There has been a lot of criticism of agricultural lobbyists at COP30. These include condemnation from researchers, climate advocates, and Indigenous people. Raj Patel, the author of Stuffed and Starved, has claimed: “What is happening in Belem is not a climate conference but a hostage negotiation over the future of the planet where those holding the detonators – the soy barons, the beef cartels, the pesticide peddlers – are seated at the table as honest brokers… these food lobbyists are purchasing access and legitimacy through politicians willing to accept their checks while the planet burns.”
An advocate for the climate justice network also stated: “The evidence shows that big agribusiness has hijacked the climate talks.
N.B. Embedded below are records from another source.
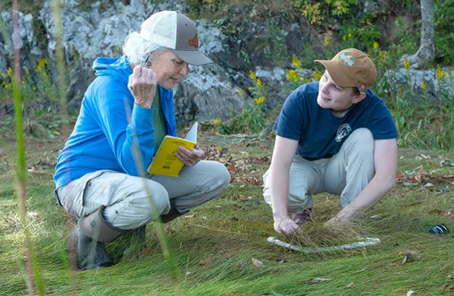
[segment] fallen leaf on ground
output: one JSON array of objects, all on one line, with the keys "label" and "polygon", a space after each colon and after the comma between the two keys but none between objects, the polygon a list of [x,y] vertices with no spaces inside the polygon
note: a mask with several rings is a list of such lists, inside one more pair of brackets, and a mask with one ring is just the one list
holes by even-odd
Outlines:
[{"label": "fallen leaf on ground", "polygon": [[406,255],[405,255],[405,257],[404,257],[404,260],[402,260],[401,264],[406,264],[406,262],[408,262],[408,260],[410,260],[410,258],[411,258],[412,257],[413,257],[413,255],[412,255],[412,254],[410,254],[410,253],[406,254]]},{"label": "fallen leaf on ground", "polygon": [[262,262],[260,260],[257,260],[255,258],[252,258],[252,264],[255,265],[256,267],[262,267],[263,266],[263,262]]},{"label": "fallen leaf on ground", "polygon": [[249,201],[252,198],[252,196],[251,196],[251,195],[241,195],[241,194],[240,194],[240,195],[238,195],[237,196],[238,199],[239,199],[240,201]]},{"label": "fallen leaf on ground", "polygon": [[407,207],[412,207],[413,206],[419,205],[420,203],[422,203],[421,201],[415,201],[414,203],[411,203],[408,205],[404,206],[404,208]]},{"label": "fallen leaf on ground", "polygon": [[402,185],[404,186],[416,186],[418,185],[418,183],[411,183],[410,182],[404,182],[402,183]]},{"label": "fallen leaf on ground", "polygon": [[208,258],[205,258],[203,260],[199,261],[199,264],[200,265],[207,264],[208,263],[211,262],[212,260],[213,260],[213,257],[209,256]]},{"label": "fallen leaf on ground", "polygon": [[305,281],[304,283],[319,283],[324,281],[331,281],[331,278],[315,278],[310,280]]}]

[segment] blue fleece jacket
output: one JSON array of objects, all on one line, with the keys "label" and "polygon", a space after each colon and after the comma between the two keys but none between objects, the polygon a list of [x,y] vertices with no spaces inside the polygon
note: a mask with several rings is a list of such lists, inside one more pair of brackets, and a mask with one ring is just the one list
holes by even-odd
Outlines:
[{"label": "blue fleece jacket", "polygon": [[[154,154],[153,110],[134,103],[128,89],[132,74],[128,59],[99,58],[97,77],[88,87],[74,129],[60,152],[54,180],[57,188],[98,170],[139,175],[133,152],[140,152],[146,171]],[[176,136],[173,93],[159,86],[167,134]]]}]

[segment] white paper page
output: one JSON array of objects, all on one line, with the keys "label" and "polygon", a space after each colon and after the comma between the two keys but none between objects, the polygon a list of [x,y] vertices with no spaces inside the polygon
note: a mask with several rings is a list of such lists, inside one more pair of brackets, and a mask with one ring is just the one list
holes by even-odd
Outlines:
[{"label": "white paper page", "polygon": [[198,126],[198,122],[195,121],[191,130],[188,133],[188,135],[186,136],[185,139],[191,142],[197,142],[197,126]]}]

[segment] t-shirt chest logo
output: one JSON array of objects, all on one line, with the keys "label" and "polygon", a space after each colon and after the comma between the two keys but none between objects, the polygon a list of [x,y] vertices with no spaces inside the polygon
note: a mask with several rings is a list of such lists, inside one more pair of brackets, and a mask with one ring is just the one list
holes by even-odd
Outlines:
[{"label": "t-shirt chest logo", "polygon": [[337,134],[336,135],[336,142],[340,143],[342,142],[343,138],[350,135],[350,133],[352,133],[352,128],[350,126],[350,124],[344,123],[339,126]]}]

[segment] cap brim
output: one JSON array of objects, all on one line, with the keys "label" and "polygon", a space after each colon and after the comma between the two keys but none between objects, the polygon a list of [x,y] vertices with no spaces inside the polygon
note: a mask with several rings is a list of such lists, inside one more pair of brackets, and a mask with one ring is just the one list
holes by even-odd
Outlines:
[{"label": "cap brim", "polygon": [[343,88],[356,87],[350,79],[340,69],[336,62],[331,60],[315,60],[314,62],[322,64],[329,73],[333,81]]},{"label": "cap brim", "polygon": [[198,51],[179,51],[171,49],[171,51],[186,62],[194,66],[202,66],[203,65],[212,64],[212,60],[207,58],[203,53]]}]

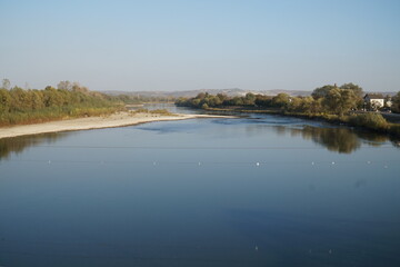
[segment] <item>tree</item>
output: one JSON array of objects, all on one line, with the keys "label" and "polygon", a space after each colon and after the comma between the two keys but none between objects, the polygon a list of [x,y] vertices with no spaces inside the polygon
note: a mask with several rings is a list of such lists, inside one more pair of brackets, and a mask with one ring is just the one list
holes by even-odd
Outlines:
[{"label": "tree", "polygon": [[60,81],[58,85],[57,85],[57,89],[59,90],[72,90],[72,83],[70,81]]},{"label": "tree", "polygon": [[323,87],[319,87],[319,88],[316,88],[311,96],[314,98],[314,99],[319,99],[319,98],[324,98],[327,97],[328,92],[332,89],[336,89],[337,86],[323,86]]},{"label": "tree", "polygon": [[340,87],[340,89],[343,89],[343,90],[351,90],[354,92],[354,95],[359,98],[362,98],[363,96],[363,91],[362,91],[362,88],[359,87],[358,85],[353,85],[352,82],[349,82],[349,83],[344,83]]},{"label": "tree", "polygon": [[0,111],[8,112],[10,111],[11,97],[10,92],[6,89],[0,89]]},{"label": "tree", "polygon": [[391,110],[393,112],[400,113],[400,91],[394,97],[392,97]]},{"label": "tree", "polygon": [[286,108],[290,102],[290,97],[288,93],[281,92],[278,96],[272,98],[272,105],[279,108]]},{"label": "tree", "polygon": [[343,113],[357,107],[357,96],[352,90],[334,88],[328,92],[323,103],[329,112],[343,116]]},{"label": "tree", "polygon": [[2,80],[2,86],[1,86],[2,89],[6,89],[6,90],[10,90],[11,88],[11,82],[9,79],[3,79]]}]

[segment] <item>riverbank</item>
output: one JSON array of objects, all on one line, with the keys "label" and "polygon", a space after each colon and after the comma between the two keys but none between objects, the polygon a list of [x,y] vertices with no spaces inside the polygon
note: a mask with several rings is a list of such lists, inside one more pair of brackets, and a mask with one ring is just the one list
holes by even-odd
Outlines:
[{"label": "riverbank", "polygon": [[79,119],[57,120],[36,125],[20,125],[0,128],[0,139],[27,135],[38,135],[59,131],[89,130],[132,126],[152,121],[184,120],[194,118],[223,118],[213,115],[162,115],[152,112],[116,112],[107,116],[87,117]]},{"label": "riverbank", "polygon": [[333,125],[342,125],[353,127],[367,131],[389,135],[397,139],[400,138],[400,123],[388,122],[380,113],[363,112],[352,113],[346,116],[328,115],[328,113],[303,113],[290,112],[281,109],[258,109],[246,107],[224,107],[224,108],[208,108],[209,111],[224,112],[224,113],[269,113],[297,117],[309,120],[326,121]]}]

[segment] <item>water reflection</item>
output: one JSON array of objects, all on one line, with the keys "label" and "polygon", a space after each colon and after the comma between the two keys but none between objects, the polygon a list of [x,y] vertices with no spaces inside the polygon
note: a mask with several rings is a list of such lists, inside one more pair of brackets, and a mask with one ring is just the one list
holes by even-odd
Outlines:
[{"label": "water reflection", "polygon": [[20,154],[24,149],[40,144],[52,144],[64,138],[69,132],[51,132],[32,136],[10,137],[0,139],[0,160],[8,158],[12,152]]},{"label": "water reflection", "polygon": [[[351,154],[359,149],[362,144],[370,146],[382,146],[389,141],[389,137],[373,132],[356,131],[350,128],[324,128],[303,126],[302,128],[288,128],[283,126],[273,127],[274,131],[279,135],[289,134],[292,137],[301,136],[306,140],[326,147],[330,151],[339,154]],[[391,140],[393,146],[397,141]]]}]

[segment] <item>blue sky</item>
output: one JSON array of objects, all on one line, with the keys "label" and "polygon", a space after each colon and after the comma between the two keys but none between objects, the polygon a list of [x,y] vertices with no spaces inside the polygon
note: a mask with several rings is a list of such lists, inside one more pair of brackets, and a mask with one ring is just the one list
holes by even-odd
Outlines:
[{"label": "blue sky", "polygon": [[400,90],[398,0],[0,0],[0,79],[92,90]]}]

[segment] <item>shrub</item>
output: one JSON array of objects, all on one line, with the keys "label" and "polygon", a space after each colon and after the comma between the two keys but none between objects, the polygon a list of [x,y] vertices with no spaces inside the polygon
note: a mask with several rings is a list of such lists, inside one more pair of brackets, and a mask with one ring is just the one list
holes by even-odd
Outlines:
[{"label": "shrub", "polygon": [[349,122],[353,126],[360,126],[372,130],[387,131],[388,121],[380,113],[361,113],[350,117]]}]

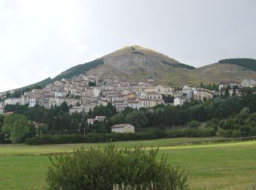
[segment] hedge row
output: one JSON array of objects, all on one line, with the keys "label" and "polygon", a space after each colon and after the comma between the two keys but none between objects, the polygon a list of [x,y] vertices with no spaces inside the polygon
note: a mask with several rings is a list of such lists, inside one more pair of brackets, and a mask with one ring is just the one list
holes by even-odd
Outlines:
[{"label": "hedge row", "polygon": [[5,139],[5,134],[0,133],[0,144],[9,144],[11,143],[10,140],[7,140]]},{"label": "hedge row", "polygon": [[154,140],[175,137],[214,137],[213,129],[181,129],[169,131],[154,130],[140,133],[89,133],[84,137],[81,134],[61,134],[59,136],[43,135],[41,137],[32,137],[26,140],[28,145],[65,144],[80,142],[105,142],[116,141]]}]

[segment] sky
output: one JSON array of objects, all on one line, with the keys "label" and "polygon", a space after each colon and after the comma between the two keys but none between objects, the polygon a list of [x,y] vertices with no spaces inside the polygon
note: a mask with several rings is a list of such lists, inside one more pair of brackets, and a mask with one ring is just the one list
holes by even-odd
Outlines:
[{"label": "sky", "polygon": [[255,0],[0,0],[0,91],[127,45],[198,67],[256,58]]}]

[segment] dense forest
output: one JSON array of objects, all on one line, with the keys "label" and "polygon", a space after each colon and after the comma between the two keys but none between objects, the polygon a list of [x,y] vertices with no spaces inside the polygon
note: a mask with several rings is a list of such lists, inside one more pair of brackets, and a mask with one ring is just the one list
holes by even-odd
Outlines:
[{"label": "dense forest", "polygon": [[256,71],[256,60],[253,58],[227,58],[219,60],[219,63],[236,64],[249,70]]}]

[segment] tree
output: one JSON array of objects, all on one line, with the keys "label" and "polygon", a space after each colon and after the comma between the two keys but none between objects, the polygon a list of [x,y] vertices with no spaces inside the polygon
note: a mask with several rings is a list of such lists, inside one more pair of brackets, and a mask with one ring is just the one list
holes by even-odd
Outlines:
[{"label": "tree", "polygon": [[82,147],[51,159],[49,189],[187,189],[187,174],[158,157],[158,149]]},{"label": "tree", "polygon": [[31,132],[31,128],[25,115],[14,114],[4,118],[2,131],[13,143],[16,143],[22,142],[23,137]]},{"label": "tree", "polygon": [[226,88],[226,89],[225,91],[225,94],[224,94],[224,97],[225,99],[227,99],[230,96],[230,86],[227,86],[227,87]]}]

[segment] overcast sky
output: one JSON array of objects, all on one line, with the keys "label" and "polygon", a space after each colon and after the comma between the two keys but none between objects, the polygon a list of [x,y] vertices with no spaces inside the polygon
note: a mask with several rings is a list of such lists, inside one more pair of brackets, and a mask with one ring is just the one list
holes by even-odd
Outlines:
[{"label": "overcast sky", "polygon": [[196,67],[256,58],[256,1],[0,0],[0,91],[135,44]]}]

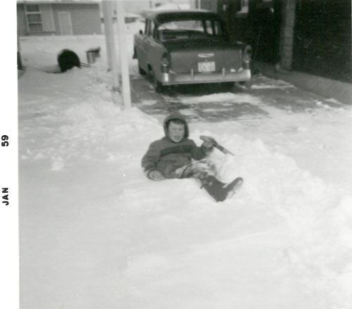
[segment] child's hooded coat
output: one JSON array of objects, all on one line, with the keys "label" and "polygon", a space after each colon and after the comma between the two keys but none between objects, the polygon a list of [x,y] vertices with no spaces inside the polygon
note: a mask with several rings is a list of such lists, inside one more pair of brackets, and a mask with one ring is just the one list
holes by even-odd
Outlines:
[{"label": "child's hooded coat", "polygon": [[[184,123],[184,137],[178,143],[172,141],[168,137],[167,123],[172,119],[180,119]],[[142,166],[148,177],[152,170],[158,170],[168,177],[177,168],[190,163],[192,158],[201,160],[211,151],[203,145],[198,147],[192,139],[188,138],[188,124],[180,113],[175,112],[167,117],[163,127],[165,137],[152,142],[142,159]]]}]

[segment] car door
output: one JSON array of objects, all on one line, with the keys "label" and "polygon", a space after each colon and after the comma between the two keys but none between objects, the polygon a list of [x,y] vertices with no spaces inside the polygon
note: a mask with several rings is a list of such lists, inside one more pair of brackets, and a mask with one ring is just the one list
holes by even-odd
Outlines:
[{"label": "car door", "polygon": [[151,19],[146,20],[146,28],[142,35],[141,42],[141,58],[139,61],[141,67],[148,72],[148,64],[150,63],[150,51],[153,44],[153,32],[154,31],[154,22]]}]

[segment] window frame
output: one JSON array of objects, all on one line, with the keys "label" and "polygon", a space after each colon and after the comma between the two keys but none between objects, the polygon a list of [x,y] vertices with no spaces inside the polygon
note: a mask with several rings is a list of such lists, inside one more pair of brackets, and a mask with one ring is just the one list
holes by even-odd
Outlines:
[{"label": "window frame", "polygon": [[[38,11],[27,11],[27,6],[36,6],[38,7]],[[44,31],[44,25],[43,25],[43,18],[42,18],[42,12],[40,8],[40,4],[25,4],[25,19],[26,19],[26,23],[27,23],[27,30],[29,33],[40,33]],[[40,22],[30,22],[28,18],[28,15],[39,15],[40,16]],[[32,30],[30,29],[30,25],[40,25],[42,26],[42,30]]]}]

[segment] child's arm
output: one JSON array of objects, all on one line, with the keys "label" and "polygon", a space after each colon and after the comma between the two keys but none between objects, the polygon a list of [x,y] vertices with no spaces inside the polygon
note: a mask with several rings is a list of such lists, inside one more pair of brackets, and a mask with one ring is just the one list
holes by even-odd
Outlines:
[{"label": "child's arm", "polygon": [[209,156],[214,149],[213,144],[206,141],[204,141],[200,147],[197,146],[194,142],[194,146],[191,156],[192,158],[196,160],[203,159],[206,156]]},{"label": "child's arm", "polygon": [[146,176],[154,180],[161,180],[163,177],[161,172],[156,168],[156,163],[160,158],[160,149],[156,142],[149,146],[148,151],[142,159],[142,167]]}]

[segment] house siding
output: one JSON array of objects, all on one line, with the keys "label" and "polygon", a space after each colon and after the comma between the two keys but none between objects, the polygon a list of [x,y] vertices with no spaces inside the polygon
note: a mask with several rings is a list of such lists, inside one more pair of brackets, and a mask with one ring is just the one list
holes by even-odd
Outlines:
[{"label": "house siding", "polygon": [[17,31],[19,36],[61,35],[58,22],[59,12],[70,13],[73,35],[101,34],[99,4],[57,4],[54,2],[46,5],[40,2],[38,4],[42,6],[46,12],[50,10],[48,6],[51,6],[52,16],[50,12],[50,15],[43,14],[43,25],[45,25],[45,31],[29,33],[27,29],[24,4],[18,4]]},{"label": "house siding", "polygon": [[56,34],[60,35],[58,12],[71,15],[73,34],[101,34],[100,8],[99,4],[52,4]]}]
The COP process cannot achieve meaningful climate progress if corporate lobbyists continue to sway policymakers and delegates.”
Vandria Bora, an Indigenous leader from the Borari territory of Alter de Chao, declared that: “At COP30, more than 300 agricultural lobbyists occupied the space that should belong to the forest peoples… Nothing about the Amazon can be decided without listening to those who live in it.” Branding the conference as the Indigenous Peoples’ COP may have done more harm than good by creating an illusion of meaningful participation while the reality remained unchanged. Indigenous peoples continued to lack any formal decision-making role in negotiations; their voices were mentioned more frequently, but their power was no greater.
The pushback against agribusiness influence at COP30 underscored a larger struggle over who gets to shape genuine climate action. For critics and Indigenous communities, that choice ultimately showed that COP30 has not marked necessary change but instead repeated the familiar failures of past climate summits.